The nonaqueous liquid electrolytes generally have one or more organic solvents and a lithium salt dissolved therein. Examples of the lithium salts involved are lithium hexafluorophosphate (LiPF6), lithium tetrafluoroborate (LiBF4), lithium perchlorate (LiClO4), lithium hexafluoroarsenate (LiAsF6), and lithium bis(oxalato)borate (LiBOB). The organic solvents typically are a combination of the following solvents: propylene carbonate (PC), ethylene carbonate (EC), dimethyl carbonate (DMC), diethyl carbonate (DEC), ethyl methyl carbonate (EMC), tetrahydrofuran (THF), 1,2-dimethoxyethane (DME), and 2-methyltetrahydrofuran (2Me-THF).
US 2012/0129054 A1 discloses a silicon anode battery having an electrolyte composition that includes fluoroethylene carbonate, also called FEC, as one additive among others.
Aurbach et al. (Langmuir, 2012, 28, 6175 to 6184) succeeded in demonstrating that the addition of lithium nitrate LiNO3 to an electrolyte that has lithium bis(trifluoromethanesulfonyl)imide as conducting salt and dioxolane as solvent results in increased performance of lithium-ion batteries with silicon nanowires being used as the anode material.

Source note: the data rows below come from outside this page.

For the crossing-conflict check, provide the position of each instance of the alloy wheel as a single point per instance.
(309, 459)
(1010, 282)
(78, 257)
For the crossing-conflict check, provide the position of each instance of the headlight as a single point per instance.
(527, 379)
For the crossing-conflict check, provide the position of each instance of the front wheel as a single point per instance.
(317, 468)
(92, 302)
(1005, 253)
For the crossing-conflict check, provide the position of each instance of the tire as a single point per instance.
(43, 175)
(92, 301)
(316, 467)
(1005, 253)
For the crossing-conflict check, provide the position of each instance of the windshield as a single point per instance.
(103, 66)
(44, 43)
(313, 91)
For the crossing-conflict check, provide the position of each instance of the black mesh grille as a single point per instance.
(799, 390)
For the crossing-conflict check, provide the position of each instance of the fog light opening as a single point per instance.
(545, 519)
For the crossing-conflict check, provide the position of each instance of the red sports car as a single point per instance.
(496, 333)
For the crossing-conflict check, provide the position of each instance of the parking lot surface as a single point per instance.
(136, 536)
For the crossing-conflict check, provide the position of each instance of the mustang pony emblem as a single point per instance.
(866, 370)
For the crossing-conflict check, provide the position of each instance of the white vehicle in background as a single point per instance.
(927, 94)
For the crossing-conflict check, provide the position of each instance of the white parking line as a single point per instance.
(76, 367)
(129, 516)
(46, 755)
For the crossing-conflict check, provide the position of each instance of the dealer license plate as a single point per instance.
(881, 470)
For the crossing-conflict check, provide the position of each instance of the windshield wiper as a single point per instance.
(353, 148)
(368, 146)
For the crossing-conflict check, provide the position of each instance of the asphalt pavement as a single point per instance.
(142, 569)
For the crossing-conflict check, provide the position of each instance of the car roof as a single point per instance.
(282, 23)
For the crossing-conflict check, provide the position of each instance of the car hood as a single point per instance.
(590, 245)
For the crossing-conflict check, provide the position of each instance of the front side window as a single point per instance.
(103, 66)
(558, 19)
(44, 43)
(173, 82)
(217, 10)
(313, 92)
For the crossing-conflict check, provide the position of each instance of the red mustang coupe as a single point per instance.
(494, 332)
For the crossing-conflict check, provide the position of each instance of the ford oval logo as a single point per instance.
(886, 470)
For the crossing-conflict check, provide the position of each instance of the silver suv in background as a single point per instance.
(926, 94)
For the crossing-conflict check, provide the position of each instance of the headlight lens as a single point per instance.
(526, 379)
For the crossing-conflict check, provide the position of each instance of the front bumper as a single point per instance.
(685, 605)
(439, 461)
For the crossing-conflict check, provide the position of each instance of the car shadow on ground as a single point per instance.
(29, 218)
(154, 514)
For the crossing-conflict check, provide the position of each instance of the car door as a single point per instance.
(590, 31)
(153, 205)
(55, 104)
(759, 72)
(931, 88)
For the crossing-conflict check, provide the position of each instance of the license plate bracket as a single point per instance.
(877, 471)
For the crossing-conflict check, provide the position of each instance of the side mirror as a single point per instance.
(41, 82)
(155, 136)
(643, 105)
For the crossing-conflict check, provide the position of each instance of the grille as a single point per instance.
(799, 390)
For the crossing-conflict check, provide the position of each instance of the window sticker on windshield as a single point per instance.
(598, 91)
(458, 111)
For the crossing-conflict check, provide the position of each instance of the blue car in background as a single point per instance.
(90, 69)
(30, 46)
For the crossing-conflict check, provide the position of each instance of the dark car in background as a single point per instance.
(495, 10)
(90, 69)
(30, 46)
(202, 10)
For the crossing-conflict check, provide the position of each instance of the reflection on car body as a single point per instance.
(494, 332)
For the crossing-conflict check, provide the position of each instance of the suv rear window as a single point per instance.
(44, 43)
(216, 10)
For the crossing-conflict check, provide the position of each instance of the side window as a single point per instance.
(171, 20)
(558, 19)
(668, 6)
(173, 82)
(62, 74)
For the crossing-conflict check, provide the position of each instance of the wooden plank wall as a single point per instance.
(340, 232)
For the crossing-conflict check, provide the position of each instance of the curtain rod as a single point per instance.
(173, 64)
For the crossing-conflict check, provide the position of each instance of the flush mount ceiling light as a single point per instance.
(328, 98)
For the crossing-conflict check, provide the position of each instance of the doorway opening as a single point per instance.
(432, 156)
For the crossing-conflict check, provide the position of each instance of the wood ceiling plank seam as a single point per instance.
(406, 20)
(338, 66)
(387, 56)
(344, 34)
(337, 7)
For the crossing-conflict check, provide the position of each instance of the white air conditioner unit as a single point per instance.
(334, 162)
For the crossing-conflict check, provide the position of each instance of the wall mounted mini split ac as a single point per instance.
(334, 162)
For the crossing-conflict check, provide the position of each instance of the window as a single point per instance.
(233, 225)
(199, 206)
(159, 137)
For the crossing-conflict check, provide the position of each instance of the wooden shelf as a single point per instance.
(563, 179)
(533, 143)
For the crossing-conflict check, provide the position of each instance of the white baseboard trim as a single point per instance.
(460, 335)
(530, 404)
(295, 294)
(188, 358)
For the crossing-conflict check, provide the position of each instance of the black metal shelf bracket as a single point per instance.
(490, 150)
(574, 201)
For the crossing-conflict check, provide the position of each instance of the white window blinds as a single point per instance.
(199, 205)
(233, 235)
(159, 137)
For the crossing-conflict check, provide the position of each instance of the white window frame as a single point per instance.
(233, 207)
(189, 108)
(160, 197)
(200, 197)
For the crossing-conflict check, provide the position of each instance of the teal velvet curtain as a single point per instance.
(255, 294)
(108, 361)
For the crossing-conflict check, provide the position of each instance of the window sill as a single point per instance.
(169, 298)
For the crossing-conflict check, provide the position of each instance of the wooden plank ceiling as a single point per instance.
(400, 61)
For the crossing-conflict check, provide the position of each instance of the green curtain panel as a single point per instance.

Both the electrode materials and the electrolyte compositions can be changed or adjusted in order to increase the energy density for lithium-ion batteries. One possibility for improving the specific anode capacity is the use of elements that can enter into compounds with lithium, such as silicon, tin, antimony, aluminum, magnesium, and alloys thereof. By means of these chemical elements and compounds, more lithium can be reversibly stored than with graphitic carbon. Silicon anodes have a theoretical capacity of 3578 mAh/g at room temperature, for example. However, when these novel anode materials are used, a substantial volume change in the anode of as much as 300 to 400 volume percent occurs during the lithiation and delithiation due to the specific lithium storage mechanism (conversion reaction). The surface layer, also referred to as SEI (Solid Electrolyte Interface), that forms on the anode surface during the initial cycles is mechanically and/or chemically damaged because of the volume change in the anode during repeated lithiation and delithiation, however, and must be formed again for this reason. This results in a continual loss in capacity of the lithium-ion battery, among other effects.